Prove that excactly one of $x_1=a^{\frac{p+3}{8}},x_2=(2a)(4a)^{\frac{p-5}{8}}$ is the solution to the congruence $x^2 \equiv a \pmod p$.

What I have already proved

$x_1^2 \equiv a \pmod p$ if $a^{\frac{p-1}{4}} \equiv 1 \pmod p$.

$x_2^2 \equiv a \pmod p$ if $a^{\frac{p-1}{4}} \equiv -1 \pmod p$.

Corollary

Assume that $a \equiv r \pmod p,\quad (1\leq r\leq p-1)$. Then $a^{\frac{p-1}{4}} \equiv r^{\frac{p-1}{4}} \pmod p$, and hence

(a). $x_1^2 \equiv a \pmod p$ if $r^{\frac{p-1}{4}} \equiv 1 \pmod p$.

(b). $x_2^2 \equiv a \pmod p$ if $r^{\frac{p-1}{4}} \equiv -1 \pmod p$.

Examining the cases where $p=5$ and $p=13$, I came up with a conjecture.

Conjecture

(I). $r^{\frac{p-1}{4}} \equiv 1 \pmod p$ if $r$ is odd.

(II). $r^{\frac{p-1}{4}} \equiv -1 \pmod p$ if $r$ is even.

Remark

Notice that $b^2 \equiv a \equiv r \pmod p$ for some nonzero integer $b$.

By Euler's Criterion, we have that $r^{\frac{p-1}{4}} \equiv (b^2)^{\frac{p-1}{4}} \equiv b^{\frac{p-1}{2}} \equiv \genfrac(){}{0}{b}{p} \pmod p$.

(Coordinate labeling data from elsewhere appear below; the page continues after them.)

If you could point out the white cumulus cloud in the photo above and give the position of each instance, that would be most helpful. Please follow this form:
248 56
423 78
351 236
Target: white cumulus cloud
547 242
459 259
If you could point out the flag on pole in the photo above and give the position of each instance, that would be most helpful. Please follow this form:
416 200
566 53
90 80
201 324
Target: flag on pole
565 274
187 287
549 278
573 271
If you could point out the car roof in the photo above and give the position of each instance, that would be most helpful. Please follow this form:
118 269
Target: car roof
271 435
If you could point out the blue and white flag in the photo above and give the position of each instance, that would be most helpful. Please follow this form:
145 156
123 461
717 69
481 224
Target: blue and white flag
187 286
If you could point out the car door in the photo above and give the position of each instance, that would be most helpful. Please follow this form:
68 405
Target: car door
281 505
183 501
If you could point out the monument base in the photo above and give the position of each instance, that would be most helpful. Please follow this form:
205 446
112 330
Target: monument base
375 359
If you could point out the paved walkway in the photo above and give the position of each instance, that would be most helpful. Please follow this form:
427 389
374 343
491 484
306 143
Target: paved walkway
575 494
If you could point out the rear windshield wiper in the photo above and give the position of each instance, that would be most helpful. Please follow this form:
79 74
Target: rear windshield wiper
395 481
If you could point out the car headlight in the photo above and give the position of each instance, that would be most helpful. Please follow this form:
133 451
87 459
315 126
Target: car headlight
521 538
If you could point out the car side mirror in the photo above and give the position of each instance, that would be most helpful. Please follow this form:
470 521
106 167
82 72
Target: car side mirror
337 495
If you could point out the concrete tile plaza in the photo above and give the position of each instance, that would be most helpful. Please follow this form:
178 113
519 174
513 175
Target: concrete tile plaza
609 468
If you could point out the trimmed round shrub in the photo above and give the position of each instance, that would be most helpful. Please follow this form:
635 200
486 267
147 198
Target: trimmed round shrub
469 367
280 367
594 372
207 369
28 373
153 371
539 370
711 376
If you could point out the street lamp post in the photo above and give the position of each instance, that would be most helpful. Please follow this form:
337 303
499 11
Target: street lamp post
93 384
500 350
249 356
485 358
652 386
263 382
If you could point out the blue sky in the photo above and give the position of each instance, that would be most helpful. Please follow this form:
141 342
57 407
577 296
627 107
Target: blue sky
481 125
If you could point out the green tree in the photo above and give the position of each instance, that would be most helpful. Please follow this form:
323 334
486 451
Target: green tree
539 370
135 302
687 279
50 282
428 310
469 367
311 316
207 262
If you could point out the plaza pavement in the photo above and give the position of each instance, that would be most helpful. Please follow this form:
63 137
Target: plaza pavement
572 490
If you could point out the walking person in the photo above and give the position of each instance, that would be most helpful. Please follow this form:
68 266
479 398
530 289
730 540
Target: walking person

Equivalent form of the conjecture

(III). $b$ is a quadratic residue modulo $p$ if $r$ is odd.

(IV). $b$ is a quadratic nonresidue modulo $p$ if $r$ is even.

Can you prove or disprove (III) and (IV) using only the law of quadratic reciprocity?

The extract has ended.